Patch/Configuration Management, Vulnerability Management

Symantec patches Veritas flaw trio

Symantec has announced a trio of highly critical vulnerabilities in Veritas NetBackup.

All three flaws are remotely exploitable, the security and storage vendor reported. Of the vulnerabilities, two are buffer overflow bugs reported to Symantec by TippingPoint, a division of 3Com. The overflows appear in one of the daemons run on Symantec Veritas NetBackup Enterprise Servers and NetBackup Server and client systems, as well as on Storage Migrator for Unix if that option is installed. 

"If an attacker used this vulnerability and connected to your Veritas backup server, they would be able to compromise and run coded exploits," Tod Beardsley, lead counter-fraud engineer for TippingPoint, told SC Magazine.com today. "That generally means uploading shell code, installing backdoors and all of that good stuff. And, incidentally, since it is a backup server, it has access to all of your backup information." 

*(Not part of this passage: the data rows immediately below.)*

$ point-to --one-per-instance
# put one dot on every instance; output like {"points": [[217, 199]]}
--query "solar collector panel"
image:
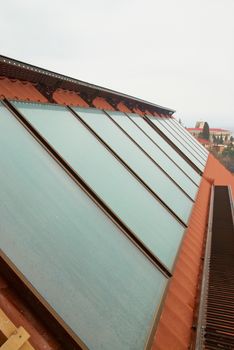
{"points": [[155, 153], [140, 211], [76, 258]]}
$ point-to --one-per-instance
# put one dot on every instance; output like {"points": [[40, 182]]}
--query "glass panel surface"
{"points": [[167, 149], [173, 131], [189, 136], [155, 153], [177, 132], [102, 286], [112, 182], [154, 177], [182, 148]]}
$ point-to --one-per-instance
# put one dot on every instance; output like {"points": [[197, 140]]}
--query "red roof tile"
{"points": [[174, 329], [71, 98], [123, 108], [101, 103], [20, 90]]}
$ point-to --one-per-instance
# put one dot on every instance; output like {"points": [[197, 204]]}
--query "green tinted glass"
{"points": [[91, 274], [166, 148], [138, 161], [155, 153], [177, 133], [177, 143], [188, 136], [112, 182]]}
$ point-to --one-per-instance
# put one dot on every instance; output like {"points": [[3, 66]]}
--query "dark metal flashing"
{"points": [[148, 156], [76, 114], [81, 183], [15, 69], [215, 326], [173, 146], [43, 313]]}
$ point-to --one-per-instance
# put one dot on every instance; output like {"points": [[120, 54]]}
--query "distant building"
{"points": [[217, 132]]}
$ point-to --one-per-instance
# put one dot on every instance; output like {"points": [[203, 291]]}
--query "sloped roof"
{"points": [[211, 129], [171, 175]]}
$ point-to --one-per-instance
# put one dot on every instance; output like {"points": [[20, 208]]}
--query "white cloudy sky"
{"points": [[176, 53]]}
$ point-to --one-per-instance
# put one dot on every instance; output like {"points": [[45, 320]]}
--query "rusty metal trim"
{"points": [[76, 115], [166, 138], [205, 279], [231, 202], [180, 140], [157, 145]]}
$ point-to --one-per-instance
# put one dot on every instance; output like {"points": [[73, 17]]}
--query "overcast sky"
{"points": [[176, 53]]}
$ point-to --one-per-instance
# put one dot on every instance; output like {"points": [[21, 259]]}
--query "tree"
{"points": [[206, 132]]}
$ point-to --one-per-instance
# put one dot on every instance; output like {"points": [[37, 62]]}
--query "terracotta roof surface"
{"points": [[178, 311]]}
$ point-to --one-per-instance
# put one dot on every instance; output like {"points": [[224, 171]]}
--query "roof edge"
{"points": [[18, 68]]}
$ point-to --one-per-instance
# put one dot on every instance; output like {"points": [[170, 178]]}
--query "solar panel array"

IBM Internet Security Systems (ISS) reported the third flaw, which was a programming logic error in incoming system commands handling. According to Symantec, a remote attacker with access to the system can append commands to a valid command to run whatever they like on the system. 

"This vulnerability can be exploited remotely with no user interaction, allowing attackers to obtain control of affected machines up to administrative privileges," said Peter Allor, director of intelligence for IBM ISS. "Not all enterprises securely deploy Veritas NetBackup, so since it is widely used in enterprise environments, we are urging companies to take immediate action to resolve this issue." 

With the announcement yesterday, Symantec released patches to fix the problem. The company also reported that it recently conducted a "focused, internal review" of NetBackup, which found several other security concerns the company is working to fix. 

"Symantec engineers identified additional areas that could present potential security concerns," the company reported. "Symantec engineers were already in the process of preparing and testing updates for these issues and have accelerated relevant updates into the referenced Maintenance Pack releases to aid in addressing these issues."